I goofed up last night and forgot to call my dad to wish him a happy birthday. I got on the ball tonight though, and I gave him a call. I also told him to check out my blog either late tonight or tomorrow, because I planned on writing a little something about him.
My dad and I are a lot alike. No, he didn't get me into comics. He also didn't infuse me with an appreciation for Shakespeare. Nope, he's not an atheist (although he is to blame for me becoming one - more on that later). And no, I didn't inherit my non-interest in sports from him. (He was never a big fan, but he did watch a bit more than I ever do. When I was a little kid, I was into football for about two years, and he was the one who got me into it. It just didn't stick though.)
The thing that I got most from him is that I don't take a whole lot of stuff very seriously. Pretty much every occasion is an opportunity for a joke or ridiculing something that we find to be ridiculous. You should have seen the two of us when we toured the Mormon Tabernacle when I was a teenager. We kept whispering to each other, "When are they going to tell us about how we can get our own planet?" My sense of humor isn't exactly the same. I tend to be more ironic and more of a fan of wordplay. However, the notion that every situation is an opportunity for a joke is one that I definitely get from him.

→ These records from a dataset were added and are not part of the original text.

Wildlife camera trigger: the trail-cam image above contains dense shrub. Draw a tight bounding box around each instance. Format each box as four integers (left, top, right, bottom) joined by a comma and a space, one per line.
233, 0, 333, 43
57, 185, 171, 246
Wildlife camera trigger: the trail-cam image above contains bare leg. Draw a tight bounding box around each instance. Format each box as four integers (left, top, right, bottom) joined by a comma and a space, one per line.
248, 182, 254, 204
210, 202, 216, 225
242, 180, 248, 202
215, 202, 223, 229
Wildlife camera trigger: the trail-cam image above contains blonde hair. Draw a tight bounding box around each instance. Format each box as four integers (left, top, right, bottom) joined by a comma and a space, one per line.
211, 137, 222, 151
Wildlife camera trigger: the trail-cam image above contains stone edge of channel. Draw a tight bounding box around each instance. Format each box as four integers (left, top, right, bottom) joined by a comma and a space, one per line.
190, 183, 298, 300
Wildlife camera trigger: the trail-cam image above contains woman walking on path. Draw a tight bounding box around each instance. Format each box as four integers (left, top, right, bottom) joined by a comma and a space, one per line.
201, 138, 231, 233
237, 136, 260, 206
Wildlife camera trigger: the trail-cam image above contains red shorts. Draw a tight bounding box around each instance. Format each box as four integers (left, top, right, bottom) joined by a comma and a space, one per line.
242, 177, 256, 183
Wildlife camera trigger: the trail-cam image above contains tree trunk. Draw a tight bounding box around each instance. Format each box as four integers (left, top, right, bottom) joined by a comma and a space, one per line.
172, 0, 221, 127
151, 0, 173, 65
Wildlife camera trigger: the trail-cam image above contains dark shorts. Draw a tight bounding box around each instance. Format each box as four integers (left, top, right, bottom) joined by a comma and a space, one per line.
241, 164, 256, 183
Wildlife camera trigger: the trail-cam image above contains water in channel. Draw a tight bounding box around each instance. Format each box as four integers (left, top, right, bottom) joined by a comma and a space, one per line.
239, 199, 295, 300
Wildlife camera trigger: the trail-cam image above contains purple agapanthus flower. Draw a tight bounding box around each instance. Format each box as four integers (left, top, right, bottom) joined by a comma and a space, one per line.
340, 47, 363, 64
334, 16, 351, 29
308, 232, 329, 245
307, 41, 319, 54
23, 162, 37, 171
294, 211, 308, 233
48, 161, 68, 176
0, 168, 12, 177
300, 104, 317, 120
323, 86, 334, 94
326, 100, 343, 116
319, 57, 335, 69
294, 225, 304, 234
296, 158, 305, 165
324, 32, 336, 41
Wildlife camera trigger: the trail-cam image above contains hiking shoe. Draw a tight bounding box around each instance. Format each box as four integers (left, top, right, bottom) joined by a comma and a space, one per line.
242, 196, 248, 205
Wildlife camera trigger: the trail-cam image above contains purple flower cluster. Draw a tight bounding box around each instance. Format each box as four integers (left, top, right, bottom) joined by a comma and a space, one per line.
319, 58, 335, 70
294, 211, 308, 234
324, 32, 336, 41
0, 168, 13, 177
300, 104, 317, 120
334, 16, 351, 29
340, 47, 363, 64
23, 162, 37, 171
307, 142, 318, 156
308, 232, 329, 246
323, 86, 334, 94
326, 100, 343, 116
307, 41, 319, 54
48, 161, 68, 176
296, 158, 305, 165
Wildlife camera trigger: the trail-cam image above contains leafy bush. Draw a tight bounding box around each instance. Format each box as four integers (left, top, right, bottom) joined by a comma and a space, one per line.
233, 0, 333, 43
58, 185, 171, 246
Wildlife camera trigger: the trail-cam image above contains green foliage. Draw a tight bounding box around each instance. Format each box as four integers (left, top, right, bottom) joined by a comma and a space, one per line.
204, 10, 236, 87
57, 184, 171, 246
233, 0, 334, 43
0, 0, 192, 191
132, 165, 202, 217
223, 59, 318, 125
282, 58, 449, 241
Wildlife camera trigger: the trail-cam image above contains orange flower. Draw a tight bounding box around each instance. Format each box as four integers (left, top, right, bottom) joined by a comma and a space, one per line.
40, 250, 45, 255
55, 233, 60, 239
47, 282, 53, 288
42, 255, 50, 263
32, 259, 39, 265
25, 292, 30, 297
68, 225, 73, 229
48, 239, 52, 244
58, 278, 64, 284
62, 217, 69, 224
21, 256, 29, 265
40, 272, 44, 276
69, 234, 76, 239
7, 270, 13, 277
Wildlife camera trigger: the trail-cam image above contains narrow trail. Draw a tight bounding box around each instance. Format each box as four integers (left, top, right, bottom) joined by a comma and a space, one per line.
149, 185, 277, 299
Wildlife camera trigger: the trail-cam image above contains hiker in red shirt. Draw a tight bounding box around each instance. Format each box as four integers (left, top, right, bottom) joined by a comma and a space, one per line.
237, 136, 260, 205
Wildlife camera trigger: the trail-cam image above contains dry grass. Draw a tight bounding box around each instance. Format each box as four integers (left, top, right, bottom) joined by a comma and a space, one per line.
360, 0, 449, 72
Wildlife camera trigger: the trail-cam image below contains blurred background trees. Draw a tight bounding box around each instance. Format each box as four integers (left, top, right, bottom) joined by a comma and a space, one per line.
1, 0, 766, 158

Something else that I get from him is a sense of responsibility. I'm trying to think of something specific, but I'm at a bit of a loss. For some reason though, I feel as though that if I shirk my responsibilities, I'd be letting him down. I think it's just because he always had high expectations of me. As a teacher, I often think back on what my parents did right in order to get me to do all of my work. I know that my dad wasn't any kind of a star student when he was a kid, and I really don't remember him ever really having a talk with me about how I needed to do well in school. It was always just understood that I was to do well. My mom certainly backed that up, but the driving force behind all this came from him. One thing that I do remember is when I pointed out how he didn't do well in school, he replied with, "I don't measure you with the same yardstick that I measure myself."
Another, character-defining thing that he's to thank (or blame) for is my somewhat bullheaded noncomformity. When he would tell me stories about the army, the moral always seemed to be, "Don't join the army." I know that he's enough like me that he no doubt couldn't stand wearing a uniform and doing the same thing that everybody else did. He could also never be the type to join any kind of an organized religion. A story that he likes to share is when he told a guy who was trying to get him to join the church that he owned a boat but wasn't in the yacht club - basically his point being was that he believed in God, but he didn't feel the need to join a group of other people who did.
I also remember my dad encouraging me to think for myself. I even remember him saying that he'd prefer it if I disagreed with everything he said so long as my thoughts were my own. Ultimately, I think that's why I headed down the path that I did. It's funny, because even though he still believes in God, we don't seem to argue much even when I'm being very critical of Christianity.
I guess he likes the fact that I'm not just regurgitating the stuff that he told me.